Positive Vertragsverletzung durch ungerechtfertigte Kündigung
§ 249 BGB, § 276 BGB, § 535 BGB
Leitsatz
häufig von der Redaktion verfasst
Positive Vertragsverletzung durch ungerechtfertigte Kündigung, Anwaltskosten, Schutzpflichten des Vermieters, Lossagen vom Vertrag
Leitsatz
häufig von der Redaktion verfasst
Kündigt eine Vertragspartei vertragswidrig das Mietverhältnis, so ist sie verpflichtet, der Gegenseite die Anwaltskosten für die Zurückweisung der Kündigung zu erstatten.
Sachverhalt
Wortlaut des Gerichts
Zwischen den Parteien bestand ein befristetes Mietverhältnis.
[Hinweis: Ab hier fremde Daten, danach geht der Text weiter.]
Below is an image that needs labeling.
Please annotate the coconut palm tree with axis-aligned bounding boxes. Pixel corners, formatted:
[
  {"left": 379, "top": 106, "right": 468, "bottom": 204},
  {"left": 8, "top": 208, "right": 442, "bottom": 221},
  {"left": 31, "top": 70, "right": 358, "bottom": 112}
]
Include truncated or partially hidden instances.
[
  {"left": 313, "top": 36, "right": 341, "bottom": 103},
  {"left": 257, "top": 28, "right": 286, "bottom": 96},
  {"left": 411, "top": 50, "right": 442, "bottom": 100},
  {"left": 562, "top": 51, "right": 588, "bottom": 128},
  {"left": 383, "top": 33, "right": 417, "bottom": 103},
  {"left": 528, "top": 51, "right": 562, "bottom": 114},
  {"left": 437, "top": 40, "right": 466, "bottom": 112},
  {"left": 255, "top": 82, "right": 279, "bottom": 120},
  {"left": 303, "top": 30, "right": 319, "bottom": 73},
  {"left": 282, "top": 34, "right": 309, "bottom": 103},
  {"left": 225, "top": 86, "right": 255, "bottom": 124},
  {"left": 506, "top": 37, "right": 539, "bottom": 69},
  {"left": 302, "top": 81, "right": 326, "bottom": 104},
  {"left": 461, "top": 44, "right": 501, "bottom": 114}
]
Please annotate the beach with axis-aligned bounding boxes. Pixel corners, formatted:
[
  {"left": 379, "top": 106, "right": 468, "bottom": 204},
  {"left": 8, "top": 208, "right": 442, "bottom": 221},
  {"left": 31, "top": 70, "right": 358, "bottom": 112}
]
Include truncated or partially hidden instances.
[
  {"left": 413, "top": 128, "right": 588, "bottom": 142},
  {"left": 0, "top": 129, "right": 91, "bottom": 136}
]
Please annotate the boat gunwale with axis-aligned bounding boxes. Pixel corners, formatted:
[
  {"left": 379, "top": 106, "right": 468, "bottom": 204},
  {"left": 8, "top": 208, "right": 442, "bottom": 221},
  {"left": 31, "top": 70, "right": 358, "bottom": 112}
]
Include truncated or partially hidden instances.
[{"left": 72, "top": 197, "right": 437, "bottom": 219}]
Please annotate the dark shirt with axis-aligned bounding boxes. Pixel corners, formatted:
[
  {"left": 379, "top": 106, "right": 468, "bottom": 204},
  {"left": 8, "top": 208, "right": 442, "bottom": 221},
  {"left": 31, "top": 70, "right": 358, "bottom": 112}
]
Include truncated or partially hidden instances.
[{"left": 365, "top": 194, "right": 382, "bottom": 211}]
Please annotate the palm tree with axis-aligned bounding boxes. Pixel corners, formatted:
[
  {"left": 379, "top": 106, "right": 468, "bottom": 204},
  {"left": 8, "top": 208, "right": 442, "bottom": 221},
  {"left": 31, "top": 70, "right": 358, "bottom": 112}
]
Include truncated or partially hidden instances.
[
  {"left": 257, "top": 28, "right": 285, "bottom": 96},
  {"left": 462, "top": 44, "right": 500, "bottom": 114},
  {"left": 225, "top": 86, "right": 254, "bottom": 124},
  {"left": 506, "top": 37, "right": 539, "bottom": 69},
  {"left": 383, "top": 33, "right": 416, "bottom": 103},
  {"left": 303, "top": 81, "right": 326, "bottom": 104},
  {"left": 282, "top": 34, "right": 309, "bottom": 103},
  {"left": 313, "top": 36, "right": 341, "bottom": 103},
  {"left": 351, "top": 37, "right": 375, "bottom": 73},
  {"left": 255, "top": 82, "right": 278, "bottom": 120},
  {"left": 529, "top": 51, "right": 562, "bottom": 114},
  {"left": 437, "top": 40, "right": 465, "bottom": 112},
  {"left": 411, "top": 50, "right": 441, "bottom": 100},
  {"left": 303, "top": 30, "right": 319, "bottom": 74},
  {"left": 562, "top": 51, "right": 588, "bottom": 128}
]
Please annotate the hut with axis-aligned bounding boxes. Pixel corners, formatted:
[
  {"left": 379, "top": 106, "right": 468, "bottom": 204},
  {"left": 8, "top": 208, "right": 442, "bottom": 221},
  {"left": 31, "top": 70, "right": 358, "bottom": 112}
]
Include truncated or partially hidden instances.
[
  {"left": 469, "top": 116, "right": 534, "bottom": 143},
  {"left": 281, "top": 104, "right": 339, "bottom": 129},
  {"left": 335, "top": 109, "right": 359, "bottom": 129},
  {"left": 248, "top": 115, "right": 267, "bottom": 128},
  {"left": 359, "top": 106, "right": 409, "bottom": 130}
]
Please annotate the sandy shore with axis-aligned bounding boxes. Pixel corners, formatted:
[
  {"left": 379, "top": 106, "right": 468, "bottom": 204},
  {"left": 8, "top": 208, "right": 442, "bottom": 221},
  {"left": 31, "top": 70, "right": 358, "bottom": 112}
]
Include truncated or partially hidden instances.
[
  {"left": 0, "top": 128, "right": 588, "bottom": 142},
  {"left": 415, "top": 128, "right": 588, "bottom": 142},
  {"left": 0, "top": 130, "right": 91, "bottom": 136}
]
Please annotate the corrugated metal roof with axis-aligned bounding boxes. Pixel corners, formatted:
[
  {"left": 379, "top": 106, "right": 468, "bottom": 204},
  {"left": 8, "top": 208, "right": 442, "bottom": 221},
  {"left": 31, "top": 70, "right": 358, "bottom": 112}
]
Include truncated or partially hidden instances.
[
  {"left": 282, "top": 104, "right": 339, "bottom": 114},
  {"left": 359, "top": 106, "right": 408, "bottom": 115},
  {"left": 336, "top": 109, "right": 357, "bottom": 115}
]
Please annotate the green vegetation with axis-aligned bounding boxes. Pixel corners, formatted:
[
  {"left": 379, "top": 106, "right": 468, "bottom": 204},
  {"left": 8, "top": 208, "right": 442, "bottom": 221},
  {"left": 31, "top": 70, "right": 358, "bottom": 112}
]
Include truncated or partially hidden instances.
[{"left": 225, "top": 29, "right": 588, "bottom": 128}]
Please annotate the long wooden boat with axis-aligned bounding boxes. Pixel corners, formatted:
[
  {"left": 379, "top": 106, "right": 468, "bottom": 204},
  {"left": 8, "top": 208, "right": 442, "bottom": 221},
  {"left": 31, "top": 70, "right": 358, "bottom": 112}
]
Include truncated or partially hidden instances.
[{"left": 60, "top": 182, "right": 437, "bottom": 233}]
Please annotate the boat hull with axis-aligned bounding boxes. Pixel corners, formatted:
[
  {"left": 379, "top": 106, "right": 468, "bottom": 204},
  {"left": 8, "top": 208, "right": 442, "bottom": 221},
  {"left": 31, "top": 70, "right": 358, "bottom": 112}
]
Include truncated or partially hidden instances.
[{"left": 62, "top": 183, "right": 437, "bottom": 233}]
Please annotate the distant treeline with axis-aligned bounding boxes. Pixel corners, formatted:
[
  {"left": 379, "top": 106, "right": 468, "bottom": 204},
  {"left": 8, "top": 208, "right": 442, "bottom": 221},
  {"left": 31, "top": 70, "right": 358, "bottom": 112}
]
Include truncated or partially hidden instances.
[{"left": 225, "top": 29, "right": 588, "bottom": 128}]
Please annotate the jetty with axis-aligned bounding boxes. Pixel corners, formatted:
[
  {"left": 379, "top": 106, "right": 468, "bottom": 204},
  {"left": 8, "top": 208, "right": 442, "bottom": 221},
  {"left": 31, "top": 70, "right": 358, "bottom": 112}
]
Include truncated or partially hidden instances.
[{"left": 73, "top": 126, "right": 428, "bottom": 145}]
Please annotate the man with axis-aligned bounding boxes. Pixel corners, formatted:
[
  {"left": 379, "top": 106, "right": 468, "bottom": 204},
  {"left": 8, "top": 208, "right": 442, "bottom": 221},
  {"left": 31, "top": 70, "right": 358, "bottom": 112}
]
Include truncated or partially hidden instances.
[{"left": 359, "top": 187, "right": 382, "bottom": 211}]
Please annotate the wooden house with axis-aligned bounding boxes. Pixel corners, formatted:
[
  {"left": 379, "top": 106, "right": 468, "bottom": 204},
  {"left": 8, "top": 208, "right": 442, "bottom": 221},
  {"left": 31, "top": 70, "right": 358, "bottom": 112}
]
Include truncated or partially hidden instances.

Der Vermieter kündigte unter Berufung auf diese Befristung ohne Angabe weiterer Kündigungsgründe das Mietverhältnis. Der Mieter ließ sich von einem Rechtsanwalt beraten, der auf die Unwirksamkeit dieser Kündigung den Vermieter hinwies und diese daher zurückwies.
Der Mieter verlangte nunmehr vom Vermieter den Ersatz der hierdurch entstandenen Rechtsanwaltskosten in Höhe von 348,61 DM. Das Amtsgericht gab der Klage statt.
Aus den Gründen
Wortlaut des Gerichts
Der Kl. hat gegen den Bekl. einen Anspruch auf Ersatz der von ihm aufgebrachten Anwaltskosten gemäß positiver Vertragsverletzung. Der Bekl. hat mit dem Kündigungsschreiben seine Vermieterpflichten schuldhaft verletzt. Die Parteien eines Mietverhältnisses treffen wegen seines Charakters als partnerschaftliches Dauerschuldverhältnis besonders ausgeprägte Schutzpflichten. Sie sind insbesondere verpflichtet, den Vertragszweck nicht durch unberechtigtes Lossagen vom Vertrag zu gefährden. Auch eine unberechtigte Kündigung, die den Vertragspartner zudem in Ungewißheit über die tatsächliche Rechtslage bringt, verletzt die Leistungstreuepflicht.
Der Pflichtverstoß des Bekl. war auch fahrlässig, unabhängig davon, ob die Hausverwaltung des Bekl. "routiniert" ist oder nicht. Die Hausverwaltung des Bekl. war verpflichtet, sich über die Voraussetzungen einer Kündigung eines befristeten Mietverhältnisses zu informieren.